Sabtu, 9 Agustus 2014

KOMPAS/FERGANATA INDRA RIATMOKO

Wisatawan asing berjalan kaki menuju obyek wisata Taman Sari, Yogyakarta. Kunjungan ke Taman Sari dan Keraton Yogyakarta yang berada di dekatnya menjadi salah satu agenda yang jarang dilewatkan wisatawan asing saat berwisata di Yogyakarta.

YOGYAKARTA, KOMPAS — Pembangunan hotel di Daerah Istimewa Yogyakarta harus diarahkan ke luar Kota Yogyakarta dan Kabupaten Sleman untuk menghindari dampak negatif terhadap kehidupan warga. Selama ini, pembangunan hotel menumpuk di kedua wilayah itu sehingga dampak buruk terhadap kondisi sosial dan lingkungan tak bisa dihindari.

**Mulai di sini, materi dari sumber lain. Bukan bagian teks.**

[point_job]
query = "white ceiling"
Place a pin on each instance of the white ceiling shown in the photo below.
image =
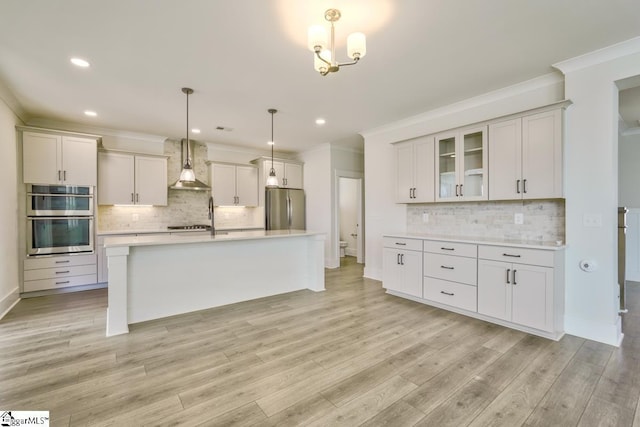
(244, 56)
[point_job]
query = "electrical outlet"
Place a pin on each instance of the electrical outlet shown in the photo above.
(592, 220)
(518, 218)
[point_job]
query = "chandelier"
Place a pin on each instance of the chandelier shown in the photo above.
(325, 56)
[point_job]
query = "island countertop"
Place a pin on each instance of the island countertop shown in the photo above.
(173, 239)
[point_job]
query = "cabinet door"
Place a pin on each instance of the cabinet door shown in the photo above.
(447, 187)
(247, 185)
(79, 163)
(424, 160)
(472, 166)
(494, 289)
(402, 271)
(532, 300)
(542, 155)
(115, 179)
(404, 172)
(42, 162)
(223, 184)
(505, 160)
(151, 180)
(292, 175)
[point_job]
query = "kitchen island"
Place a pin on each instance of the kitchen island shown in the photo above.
(156, 276)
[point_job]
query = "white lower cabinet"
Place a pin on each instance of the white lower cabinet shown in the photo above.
(56, 272)
(514, 286)
(402, 270)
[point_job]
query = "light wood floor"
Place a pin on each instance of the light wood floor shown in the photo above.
(349, 356)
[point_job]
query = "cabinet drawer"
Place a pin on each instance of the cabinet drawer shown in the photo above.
(58, 261)
(449, 248)
(453, 268)
(52, 273)
(450, 293)
(516, 255)
(400, 243)
(61, 282)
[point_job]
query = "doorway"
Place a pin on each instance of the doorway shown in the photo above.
(349, 224)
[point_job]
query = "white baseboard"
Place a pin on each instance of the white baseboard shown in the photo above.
(9, 301)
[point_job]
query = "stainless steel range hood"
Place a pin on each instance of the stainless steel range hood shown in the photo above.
(187, 179)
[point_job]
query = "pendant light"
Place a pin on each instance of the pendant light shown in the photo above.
(272, 180)
(187, 180)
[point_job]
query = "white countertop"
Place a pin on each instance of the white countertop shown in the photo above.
(531, 244)
(176, 239)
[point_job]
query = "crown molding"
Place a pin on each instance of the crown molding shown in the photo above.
(609, 53)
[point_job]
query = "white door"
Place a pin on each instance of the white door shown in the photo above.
(505, 160)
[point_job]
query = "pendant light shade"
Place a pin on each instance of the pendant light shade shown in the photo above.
(272, 180)
(187, 179)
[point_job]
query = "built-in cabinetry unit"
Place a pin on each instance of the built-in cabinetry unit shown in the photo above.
(402, 270)
(288, 172)
(131, 179)
(516, 286)
(525, 159)
(414, 170)
(234, 185)
(51, 157)
(461, 165)
(56, 272)
(509, 158)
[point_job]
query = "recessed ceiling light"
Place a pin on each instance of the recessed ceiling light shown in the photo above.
(80, 62)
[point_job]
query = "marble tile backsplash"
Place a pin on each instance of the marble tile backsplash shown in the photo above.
(184, 207)
(544, 220)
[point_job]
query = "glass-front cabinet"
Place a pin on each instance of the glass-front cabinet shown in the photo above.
(461, 165)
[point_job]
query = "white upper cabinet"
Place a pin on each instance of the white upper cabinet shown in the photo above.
(59, 159)
(234, 185)
(128, 179)
(461, 165)
(525, 157)
(415, 171)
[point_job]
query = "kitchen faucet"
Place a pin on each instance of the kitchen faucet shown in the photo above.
(212, 216)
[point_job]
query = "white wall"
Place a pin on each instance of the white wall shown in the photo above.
(591, 171)
(348, 212)
(382, 214)
(9, 257)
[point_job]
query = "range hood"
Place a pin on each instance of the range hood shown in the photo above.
(187, 179)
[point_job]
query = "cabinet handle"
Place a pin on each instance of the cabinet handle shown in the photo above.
(512, 255)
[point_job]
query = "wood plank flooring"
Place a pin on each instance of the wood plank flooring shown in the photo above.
(345, 357)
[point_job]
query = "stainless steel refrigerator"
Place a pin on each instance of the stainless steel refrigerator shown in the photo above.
(285, 209)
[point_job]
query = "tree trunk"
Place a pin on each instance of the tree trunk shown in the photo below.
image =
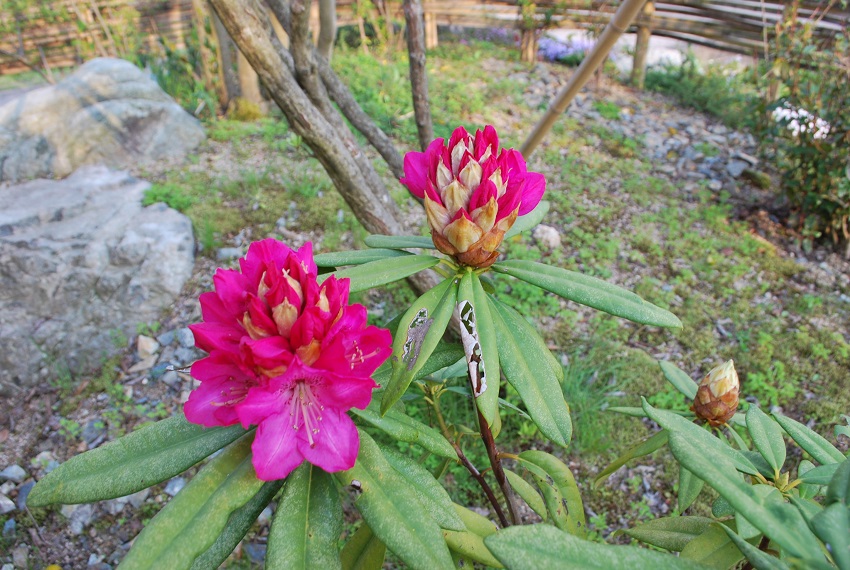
(327, 28)
(418, 73)
(249, 84)
(249, 27)
(642, 47)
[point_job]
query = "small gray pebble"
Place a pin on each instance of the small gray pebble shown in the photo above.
(23, 493)
(14, 473)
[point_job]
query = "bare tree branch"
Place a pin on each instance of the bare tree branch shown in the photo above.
(418, 76)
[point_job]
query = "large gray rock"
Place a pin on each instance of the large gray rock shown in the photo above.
(81, 259)
(107, 112)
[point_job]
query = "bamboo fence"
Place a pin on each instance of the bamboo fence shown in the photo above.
(741, 26)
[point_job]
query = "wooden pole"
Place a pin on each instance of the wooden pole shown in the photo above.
(642, 47)
(624, 16)
(418, 74)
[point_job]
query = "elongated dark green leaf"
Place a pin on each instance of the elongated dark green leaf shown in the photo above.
(355, 257)
(307, 523)
(383, 271)
(363, 551)
(819, 475)
(713, 549)
(670, 533)
(689, 488)
(552, 497)
(839, 486)
(563, 478)
(392, 512)
(530, 220)
(419, 331)
(589, 291)
(479, 343)
(744, 527)
(399, 242)
(702, 453)
(832, 526)
(767, 437)
(721, 508)
(543, 547)
(475, 522)
(812, 443)
(647, 446)
(428, 490)
(470, 546)
(528, 494)
(237, 527)
(147, 456)
(681, 381)
(404, 428)
(525, 363)
(760, 560)
(192, 521)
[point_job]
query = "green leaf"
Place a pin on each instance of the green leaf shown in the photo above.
(479, 342)
(767, 437)
(392, 512)
(832, 526)
(589, 291)
(552, 497)
(363, 551)
(428, 490)
(237, 527)
(700, 452)
(192, 521)
(400, 242)
(689, 488)
(681, 381)
(355, 257)
(543, 547)
(768, 494)
(821, 450)
(819, 475)
(404, 428)
(839, 486)
(307, 523)
(474, 522)
(712, 549)
(419, 331)
(471, 546)
(647, 446)
(563, 478)
(383, 271)
(670, 533)
(530, 220)
(721, 508)
(147, 456)
(525, 362)
(524, 489)
(760, 560)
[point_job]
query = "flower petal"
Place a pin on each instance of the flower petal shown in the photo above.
(275, 448)
(336, 443)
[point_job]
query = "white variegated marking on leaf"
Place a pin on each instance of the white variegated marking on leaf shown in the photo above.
(416, 332)
(472, 347)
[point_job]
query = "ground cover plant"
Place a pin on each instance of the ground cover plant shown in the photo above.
(619, 220)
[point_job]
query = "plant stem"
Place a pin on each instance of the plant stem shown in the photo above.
(496, 464)
(763, 547)
(467, 463)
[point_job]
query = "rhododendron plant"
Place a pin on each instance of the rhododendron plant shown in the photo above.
(287, 355)
(289, 359)
(473, 191)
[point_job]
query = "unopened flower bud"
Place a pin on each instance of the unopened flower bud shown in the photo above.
(717, 396)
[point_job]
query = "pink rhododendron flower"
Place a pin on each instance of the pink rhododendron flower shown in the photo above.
(287, 355)
(473, 192)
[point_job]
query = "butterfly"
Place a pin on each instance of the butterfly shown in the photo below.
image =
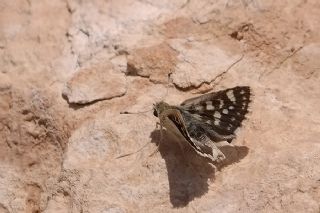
(204, 120)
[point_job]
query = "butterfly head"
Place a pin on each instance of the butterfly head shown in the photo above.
(159, 107)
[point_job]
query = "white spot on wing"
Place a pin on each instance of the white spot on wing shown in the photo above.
(209, 105)
(230, 95)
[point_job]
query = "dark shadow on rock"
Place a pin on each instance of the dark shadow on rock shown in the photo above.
(188, 173)
(77, 106)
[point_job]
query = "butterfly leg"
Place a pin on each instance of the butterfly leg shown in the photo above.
(161, 137)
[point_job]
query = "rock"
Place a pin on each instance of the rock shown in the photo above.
(199, 62)
(155, 62)
(96, 83)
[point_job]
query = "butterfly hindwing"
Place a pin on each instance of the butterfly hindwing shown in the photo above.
(223, 111)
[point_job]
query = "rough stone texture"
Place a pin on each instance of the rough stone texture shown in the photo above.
(96, 83)
(57, 156)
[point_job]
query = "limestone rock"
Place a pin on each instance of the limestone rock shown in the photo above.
(93, 84)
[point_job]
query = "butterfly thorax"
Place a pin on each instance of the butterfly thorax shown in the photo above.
(160, 107)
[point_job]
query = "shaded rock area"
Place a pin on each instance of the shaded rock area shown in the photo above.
(70, 68)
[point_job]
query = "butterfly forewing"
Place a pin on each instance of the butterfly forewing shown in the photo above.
(223, 111)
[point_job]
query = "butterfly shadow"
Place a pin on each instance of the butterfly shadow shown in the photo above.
(189, 174)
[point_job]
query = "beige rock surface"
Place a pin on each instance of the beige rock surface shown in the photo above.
(115, 56)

”Pemerintah Provinsi DIY perlu turun tangan mengeluarkan kebijakan agar pembangunan hotel tak hanya di Yogyakarta dan Sleman, tetapi juga di tiga kabupaten lain di DIY,” kata Komisioner Lembaga Ombudsman Swasta (LOS) DIY Dwi Priyono, Jumat (8/8/2014), di Yogyakarta.

LOS DIY merupakan lembaga yang dibentuk Gubernur DIY pada 2005 untuk mengawasi praktik bisnis perusahaan swasta di DIY. Tujuannya untuk mewujudkan praktik bisnis yang adil dan beretika.

Berdasarkan data Badan Pusat Statistik DIY 2013, dari 1.168 hotel di lima kabupaten/kota di DIY, sebanyak 68,6 persen berada di Yogyakarta dan Sleman. Di Yogyakarta terdapat 401 hotel yang terdiri dari 31 hotel berbintang dan 362 hotel nonbintang. Di Sleman ada 400 hotel, terdiri dari 21 hotel berbintang dan 379 hotel nonbintang.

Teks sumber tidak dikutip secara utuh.